Он любил Геллерта, это не обсуждалось и не подвергалось сомнению. При всех недостатках Гриндевальда, он любил его всегда, с самой первой встречи — такого насмешливого, озорного, амбициозного, красивого. Местами жестокого и грубого — он и таким его любил. Но Гарри…
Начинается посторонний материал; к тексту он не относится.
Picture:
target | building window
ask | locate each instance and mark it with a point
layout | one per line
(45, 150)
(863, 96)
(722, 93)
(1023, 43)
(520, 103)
Гарри был милым, прекрасным, немного наивным и всё ещё чуть-чуть ребёнком. Он умел смеяться и радоваться, по-настоящему, искренне. Да, вот оно, подходящее слово. Гарри был искренним. Он смеялся, когда хотел смеяться, и злился, когда его что-то или кто-то — чаще всего сам Альбус — раздражал; он не стеснялся своих чувств и эмоций. Доверял… Хотя об этом лучше отдельно.
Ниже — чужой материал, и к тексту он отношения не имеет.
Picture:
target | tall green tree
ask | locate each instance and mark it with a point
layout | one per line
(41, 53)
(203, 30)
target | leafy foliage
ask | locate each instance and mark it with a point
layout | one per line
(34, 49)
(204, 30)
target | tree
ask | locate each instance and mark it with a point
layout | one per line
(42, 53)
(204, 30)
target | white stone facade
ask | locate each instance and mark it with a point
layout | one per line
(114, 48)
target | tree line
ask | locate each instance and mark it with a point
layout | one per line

Эванс доверял Алу свои свободу и безопасность, чувства и, возможно, даже жизнь… но не мысли. Постоянные недомолвки нервировали Дамблдора. Он к такому не привык. Не привык гадать, что было у того, о ком он волновался, на уме. Не привык, потому что Лер всегда с ним обо всём говорил, было ли то тревогами, грандиозными планами или горькой правдой.
Они были такими разными. Разительно отличались по характеру и внешности, привычкам, вкусам и взглядам на жизнь.
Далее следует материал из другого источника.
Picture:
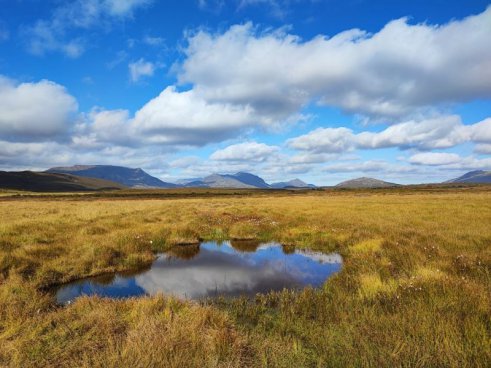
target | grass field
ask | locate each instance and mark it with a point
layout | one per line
(414, 291)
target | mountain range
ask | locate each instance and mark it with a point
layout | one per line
(137, 178)
(96, 177)
(478, 176)
(53, 182)
(134, 178)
Но были у них и общие черты.
Оба были чертовски гордыми и упрямыми.
И Альбус любил обоих. Одинаково сильно.
*
Начало дня предвещало что-то радостное, хорошее. Хотя бы потому, что была пятница, впереди ждали выходные и возможность хоть немножко отдохнуть, а потолок Большого зала отражал небо снаружи: ярко-голубое, тёплое даже на вид.
В зал влетели совы. Ал, не обращая на них внимания, налил уже третью чашку чая, пытаясь если не взбодриться, то хотя бы согреться.
Когда одна из сов приземлилась напротив него, он пару раз моргнул и, решив, что птица ему всё же не померещилась, отвязал от её лапки письмо.
Только когда начал его читать, Дамблдор понял, что оно было от Лера. Одно это уже было тревожным. Письма от Гриндевальда приходили вечером. Всегда вечером. Если, конечно же, не случилось ничего серьёзного.
«Ал,
Если ты уже прочитал газеты, хочу сразу сказать, что мне очень жаль. Я понимаю, как это важно и всё такое, так что давай обойдёмся без лекций, ладно?
Если же не читал…
Чёрт. Всё-таки, лучше прочитай газету, а?..»
Поначалу Альбус не совсем понял смысл написанного. Где упрёки? Требования прекратить любые связи с «грязнокровками»? Угрозы, в конце концов? Где всё то привычное и такое характерное для Геллерта?
— Ал! — к нему подбежал запыхавшийся Аберфорт, держа в вытянутой руке «Ежедневный пророк». — Тебе будет интересно…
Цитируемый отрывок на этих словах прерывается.